How does the acquisition of Banco di Caribe fit into this focus on digital?
“We want to grow, and in addition to organic growth we see opportunities to grow through acquisitions. The potential of this acquisition is especially strong because we have already invested in our ecosystem. All around us, we see that practically the entire banking sector is de-risking, in it response to increasing regulations. This has made it almost impossible for some companies to open a bank account or use other banking services. We are convinced that we can help these companies, motivated by our client centricity philosophy that I spoke about earlier on. In addition to standard procedures and checks, we are able to use our expertise and our ecosystem to address the client’s risk profiling and compliance aspects in offering them a tailored solution. We already had the know-how and tooling to do so. And with the acquisition of Banco di Caribe – a bank with a balance sheet total of $1 billion.”
With the acquisition of this bank, you are also faced with the task of integrating. What is the biggest challenge: technology or people?
“People are always the most important factor in such processes, and as part of any integration, communication is essential to succeed. Our job is to involve people in what we are doing, to make them part of ‘the why’ of the deal and what our ambitious plans are all about. I have every confidence we will be able to do so.”

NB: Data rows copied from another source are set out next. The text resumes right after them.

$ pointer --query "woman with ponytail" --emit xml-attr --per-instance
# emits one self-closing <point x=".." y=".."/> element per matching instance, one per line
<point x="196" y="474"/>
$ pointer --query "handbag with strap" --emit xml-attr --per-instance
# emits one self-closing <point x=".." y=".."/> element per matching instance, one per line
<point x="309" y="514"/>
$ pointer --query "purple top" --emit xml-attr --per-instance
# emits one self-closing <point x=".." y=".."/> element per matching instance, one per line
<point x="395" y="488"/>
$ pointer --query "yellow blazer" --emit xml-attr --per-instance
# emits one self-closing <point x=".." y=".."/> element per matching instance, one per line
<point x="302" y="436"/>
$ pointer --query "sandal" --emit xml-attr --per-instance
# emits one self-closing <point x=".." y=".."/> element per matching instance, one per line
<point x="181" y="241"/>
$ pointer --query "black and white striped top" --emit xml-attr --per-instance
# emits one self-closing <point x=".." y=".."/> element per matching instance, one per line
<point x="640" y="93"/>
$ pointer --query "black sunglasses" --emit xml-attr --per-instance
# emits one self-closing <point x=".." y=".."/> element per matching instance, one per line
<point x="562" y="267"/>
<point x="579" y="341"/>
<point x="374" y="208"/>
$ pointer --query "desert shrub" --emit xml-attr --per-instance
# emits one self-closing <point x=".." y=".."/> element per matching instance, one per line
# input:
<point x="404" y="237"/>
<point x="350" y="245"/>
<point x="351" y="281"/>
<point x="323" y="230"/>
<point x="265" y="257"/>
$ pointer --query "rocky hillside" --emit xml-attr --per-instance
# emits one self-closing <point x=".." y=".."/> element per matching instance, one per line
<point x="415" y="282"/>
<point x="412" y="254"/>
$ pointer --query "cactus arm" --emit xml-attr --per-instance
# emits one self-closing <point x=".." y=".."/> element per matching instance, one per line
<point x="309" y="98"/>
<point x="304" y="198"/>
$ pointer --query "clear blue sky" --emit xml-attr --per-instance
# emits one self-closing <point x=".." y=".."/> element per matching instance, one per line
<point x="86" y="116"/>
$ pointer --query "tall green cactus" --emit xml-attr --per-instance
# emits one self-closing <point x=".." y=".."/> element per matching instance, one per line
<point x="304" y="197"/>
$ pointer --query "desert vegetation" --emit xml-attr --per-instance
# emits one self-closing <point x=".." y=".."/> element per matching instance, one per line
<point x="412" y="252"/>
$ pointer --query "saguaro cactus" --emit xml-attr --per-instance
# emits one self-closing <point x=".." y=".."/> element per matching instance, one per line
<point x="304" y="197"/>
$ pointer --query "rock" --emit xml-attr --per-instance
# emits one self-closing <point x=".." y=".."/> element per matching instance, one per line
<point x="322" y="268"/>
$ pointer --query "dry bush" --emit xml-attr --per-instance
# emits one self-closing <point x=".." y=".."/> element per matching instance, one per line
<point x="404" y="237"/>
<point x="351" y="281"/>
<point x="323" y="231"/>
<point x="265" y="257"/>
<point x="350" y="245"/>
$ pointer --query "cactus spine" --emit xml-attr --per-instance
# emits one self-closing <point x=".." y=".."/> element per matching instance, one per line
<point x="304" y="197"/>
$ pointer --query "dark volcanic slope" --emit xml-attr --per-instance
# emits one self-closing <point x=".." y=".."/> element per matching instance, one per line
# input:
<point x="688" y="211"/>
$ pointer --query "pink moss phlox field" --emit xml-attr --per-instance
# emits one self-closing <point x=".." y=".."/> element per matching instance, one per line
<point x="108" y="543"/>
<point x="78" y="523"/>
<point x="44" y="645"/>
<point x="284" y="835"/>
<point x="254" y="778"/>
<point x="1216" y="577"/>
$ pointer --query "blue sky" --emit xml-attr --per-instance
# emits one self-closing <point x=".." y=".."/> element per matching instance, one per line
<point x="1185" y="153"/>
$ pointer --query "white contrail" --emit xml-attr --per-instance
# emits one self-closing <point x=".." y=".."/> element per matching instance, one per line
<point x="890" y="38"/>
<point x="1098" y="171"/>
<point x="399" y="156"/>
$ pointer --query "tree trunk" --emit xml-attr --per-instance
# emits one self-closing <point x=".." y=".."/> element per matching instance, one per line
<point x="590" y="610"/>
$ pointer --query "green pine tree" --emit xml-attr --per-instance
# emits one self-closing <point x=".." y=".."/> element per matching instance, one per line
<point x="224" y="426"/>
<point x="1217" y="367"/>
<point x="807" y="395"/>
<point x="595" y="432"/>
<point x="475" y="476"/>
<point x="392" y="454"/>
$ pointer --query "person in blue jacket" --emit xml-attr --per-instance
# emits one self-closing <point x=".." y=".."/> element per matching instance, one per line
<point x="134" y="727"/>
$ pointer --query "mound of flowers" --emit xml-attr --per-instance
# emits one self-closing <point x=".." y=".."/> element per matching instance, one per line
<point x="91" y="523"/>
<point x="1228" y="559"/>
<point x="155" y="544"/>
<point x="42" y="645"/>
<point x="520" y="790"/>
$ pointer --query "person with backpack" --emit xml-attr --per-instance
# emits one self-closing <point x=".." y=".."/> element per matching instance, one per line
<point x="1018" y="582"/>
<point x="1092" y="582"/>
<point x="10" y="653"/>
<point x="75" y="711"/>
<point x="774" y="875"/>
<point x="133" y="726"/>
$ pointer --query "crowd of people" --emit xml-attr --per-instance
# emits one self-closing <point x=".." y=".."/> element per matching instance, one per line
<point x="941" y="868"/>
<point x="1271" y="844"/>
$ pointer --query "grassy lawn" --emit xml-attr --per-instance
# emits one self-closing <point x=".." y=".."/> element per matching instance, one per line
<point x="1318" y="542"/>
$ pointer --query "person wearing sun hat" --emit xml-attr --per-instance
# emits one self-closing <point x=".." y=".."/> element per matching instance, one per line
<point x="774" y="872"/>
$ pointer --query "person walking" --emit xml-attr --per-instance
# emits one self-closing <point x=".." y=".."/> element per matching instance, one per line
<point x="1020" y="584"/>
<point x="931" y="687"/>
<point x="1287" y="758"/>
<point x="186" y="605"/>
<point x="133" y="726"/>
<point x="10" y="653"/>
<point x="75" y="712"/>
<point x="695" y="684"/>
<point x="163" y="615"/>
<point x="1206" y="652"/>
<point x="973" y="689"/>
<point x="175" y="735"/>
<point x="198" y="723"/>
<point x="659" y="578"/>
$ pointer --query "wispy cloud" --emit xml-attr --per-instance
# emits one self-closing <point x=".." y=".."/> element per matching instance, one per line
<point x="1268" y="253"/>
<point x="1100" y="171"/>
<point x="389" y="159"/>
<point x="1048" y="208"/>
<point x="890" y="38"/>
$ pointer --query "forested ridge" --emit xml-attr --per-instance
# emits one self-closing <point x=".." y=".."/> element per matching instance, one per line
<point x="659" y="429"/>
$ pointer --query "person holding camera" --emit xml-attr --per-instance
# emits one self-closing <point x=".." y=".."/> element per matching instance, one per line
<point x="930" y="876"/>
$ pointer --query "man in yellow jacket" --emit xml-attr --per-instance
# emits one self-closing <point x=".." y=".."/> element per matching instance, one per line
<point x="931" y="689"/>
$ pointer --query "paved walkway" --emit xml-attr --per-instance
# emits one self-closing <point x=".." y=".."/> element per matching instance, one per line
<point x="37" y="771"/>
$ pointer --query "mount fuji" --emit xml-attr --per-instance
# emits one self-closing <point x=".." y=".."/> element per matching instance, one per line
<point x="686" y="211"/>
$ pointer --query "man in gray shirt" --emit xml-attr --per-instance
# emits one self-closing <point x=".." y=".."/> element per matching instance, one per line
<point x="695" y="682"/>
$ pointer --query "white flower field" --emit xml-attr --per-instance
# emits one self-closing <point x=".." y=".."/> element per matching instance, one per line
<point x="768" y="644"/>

In addition to organic growth, United also sees opportunities to grow through acquisitions, like its recent acquisition of Banco di Caribe. This acquisition is aimed at creating value through the market’s increasing de-risking trend. The potential of this acquisition is tremendous, says CFO Kees ten Hoven, especially given the self-developed company’s ecosystem, which is a pure business driver. According to Ten Hoven, the system allows United to provide excellent business support services.